As leaders, we are always looking for leadership strategies that work. A successful leadership experience can lead us to assume that these strategies will work at our next assignment if we impose it on the new organization. No organization is the same. It is the people in the organization that should determine our strategies. Leaders should compose the strategy based on the organization’s personnel, strengths, and weaknesses.

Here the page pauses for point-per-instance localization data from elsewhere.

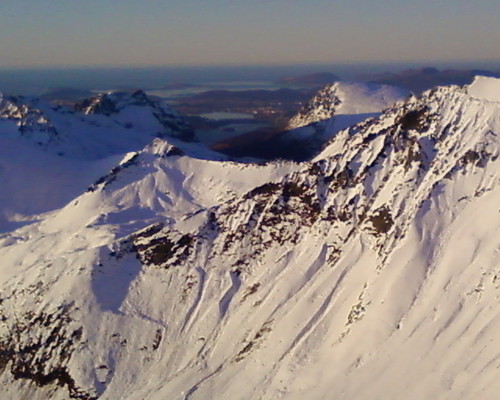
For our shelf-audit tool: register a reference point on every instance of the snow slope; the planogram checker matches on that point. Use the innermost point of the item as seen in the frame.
(347, 98)
(371, 272)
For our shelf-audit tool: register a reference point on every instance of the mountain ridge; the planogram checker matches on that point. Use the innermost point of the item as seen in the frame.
(347, 260)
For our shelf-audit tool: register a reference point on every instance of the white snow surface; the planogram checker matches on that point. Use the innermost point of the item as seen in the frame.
(485, 88)
(370, 273)
(347, 98)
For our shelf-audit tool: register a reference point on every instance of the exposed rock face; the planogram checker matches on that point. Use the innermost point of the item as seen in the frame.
(346, 98)
(116, 102)
(368, 272)
(30, 121)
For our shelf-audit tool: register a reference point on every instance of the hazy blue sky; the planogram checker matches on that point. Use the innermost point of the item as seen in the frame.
(203, 32)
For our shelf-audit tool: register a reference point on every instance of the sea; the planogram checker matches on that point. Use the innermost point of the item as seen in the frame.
(177, 81)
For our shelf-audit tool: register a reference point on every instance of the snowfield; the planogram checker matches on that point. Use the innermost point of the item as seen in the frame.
(166, 271)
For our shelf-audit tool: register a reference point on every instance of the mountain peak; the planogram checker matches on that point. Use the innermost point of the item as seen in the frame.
(485, 87)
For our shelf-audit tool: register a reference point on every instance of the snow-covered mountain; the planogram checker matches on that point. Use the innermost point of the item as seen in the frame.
(347, 98)
(370, 272)
(49, 154)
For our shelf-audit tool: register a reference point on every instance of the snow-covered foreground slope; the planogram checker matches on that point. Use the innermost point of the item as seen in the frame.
(371, 272)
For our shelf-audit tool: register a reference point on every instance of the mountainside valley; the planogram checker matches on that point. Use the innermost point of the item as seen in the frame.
(137, 263)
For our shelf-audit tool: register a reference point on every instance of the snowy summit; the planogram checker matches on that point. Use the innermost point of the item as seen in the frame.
(370, 272)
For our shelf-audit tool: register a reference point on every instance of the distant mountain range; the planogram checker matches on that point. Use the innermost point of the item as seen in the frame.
(138, 264)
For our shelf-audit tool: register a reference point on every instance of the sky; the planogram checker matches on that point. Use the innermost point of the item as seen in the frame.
(37, 33)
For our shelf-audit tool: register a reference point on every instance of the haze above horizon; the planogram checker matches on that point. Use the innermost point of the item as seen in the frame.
(38, 33)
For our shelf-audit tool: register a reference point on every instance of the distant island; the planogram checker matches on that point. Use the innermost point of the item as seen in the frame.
(315, 79)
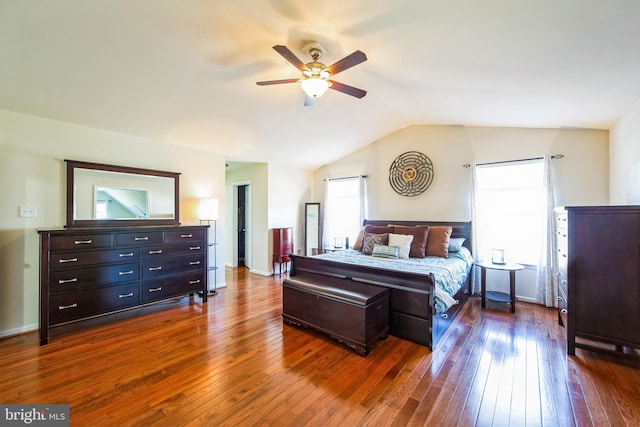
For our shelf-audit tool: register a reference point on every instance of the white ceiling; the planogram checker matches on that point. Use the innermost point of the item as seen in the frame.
(184, 71)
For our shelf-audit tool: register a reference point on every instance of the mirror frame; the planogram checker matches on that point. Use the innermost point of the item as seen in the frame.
(307, 232)
(72, 165)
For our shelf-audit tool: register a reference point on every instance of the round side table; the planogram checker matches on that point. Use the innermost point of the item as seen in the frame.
(502, 297)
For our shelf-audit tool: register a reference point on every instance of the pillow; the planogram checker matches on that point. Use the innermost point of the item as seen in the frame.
(419, 242)
(378, 229)
(370, 240)
(438, 241)
(383, 251)
(358, 244)
(455, 244)
(403, 242)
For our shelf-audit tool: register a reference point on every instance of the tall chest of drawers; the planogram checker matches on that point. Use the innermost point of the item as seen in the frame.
(599, 277)
(91, 272)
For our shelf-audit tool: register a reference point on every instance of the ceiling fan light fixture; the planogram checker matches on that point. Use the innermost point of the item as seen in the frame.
(315, 87)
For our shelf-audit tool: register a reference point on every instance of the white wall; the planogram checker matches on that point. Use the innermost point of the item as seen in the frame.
(625, 159)
(257, 176)
(289, 190)
(581, 176)
(32, 168)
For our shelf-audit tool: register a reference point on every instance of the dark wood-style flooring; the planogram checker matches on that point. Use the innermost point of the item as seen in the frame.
(232, 362)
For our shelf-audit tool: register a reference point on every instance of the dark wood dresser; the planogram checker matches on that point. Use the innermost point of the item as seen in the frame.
(86, 272)
(599, 277)
(282, 247)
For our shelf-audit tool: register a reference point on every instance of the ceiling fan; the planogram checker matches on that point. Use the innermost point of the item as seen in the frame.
(316, 76)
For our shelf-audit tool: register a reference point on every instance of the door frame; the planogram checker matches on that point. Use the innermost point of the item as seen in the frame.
(247, 213)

A recent example that displayed this to me was the end of the NFL season and ESPN Radio’s analysis of NFL coaches. I was listening to the Mike and Mike ESPN radio show, and former quarterback and analyst Ron Jaworski, spoke about the success of the Carolina Panthers and the coach, Ron Rivera. His analysis was that Ron Rivera decided to develop an offensive system that fit their star quarterback, Cam Newton, as opposed to imposing the system he used at his previous assignments. If you followed football during the 2015 season, you saw that this approach was a success. The converse of this, was the analysis of the Philadelphia Eagles head coach Chip Kelly’s tenure. Coach Kelly was very successful at the college level with the University of Oregon Ducks. He has a system that was founded on a fast paced offense. This required his team to be in exceptional physical shape. He used biometrics to develop a diet and fitness plan for his players and tracked their progress closely. His players resisted this approach. He then attempted to use trades to gather players that would match his system and way of doing things. If you followed football during the 2015 season, you know that this was unsuccessful and ended with Coach Kelly being fired.
“Give them what they need.”
The examples above illustrate how success can be gained by composing your leadership strategies based on personnel and how imposing your strategies on personnel can end in failure. Professor Chuck Allen at the Army War College had a line that he used in his Creative Leadership class during my time there that comes to mind. He would always say, “Give them what they need.” This meant that you should know yourself and your organization and lead in a way that creates an environment where personnel receive the support they need to capitalize on their strengths. Similarly, James C. Hunter, in his book The Servant ( highly recommended ), addresses the idea of meeting the needs of people in your organization. He illustrates this though the account of a man going to a unique leadership retreat where his views are leadership are changed. During one exchange in the book, the military non-commissioned officer character challenges this approach by stating that he shouldn’t be a slave as a leader. The head counselor explains that if you are slave, you give people what they want. A servant leader gives people what they need. What your personnel “wants” is not always what the organization “needs” to be successful. It is up the leader to know the difference and lead accordingly.
There are certainly leadership strategies that are tried and true. There are also leadership strategies that have worked in the past for you that would certainly be appropriate to implement immediately in a new situation. With the premise that the success of a leadership strategy is dependent on the people in the organization, you should compose a strategy based on your people rather than imposing a strategy utilized successfully on a different organization of people.
Sensing resistance in your organization? Maybe it is time to evaluate how much composing and imposing is being done as you implement leadership strategies.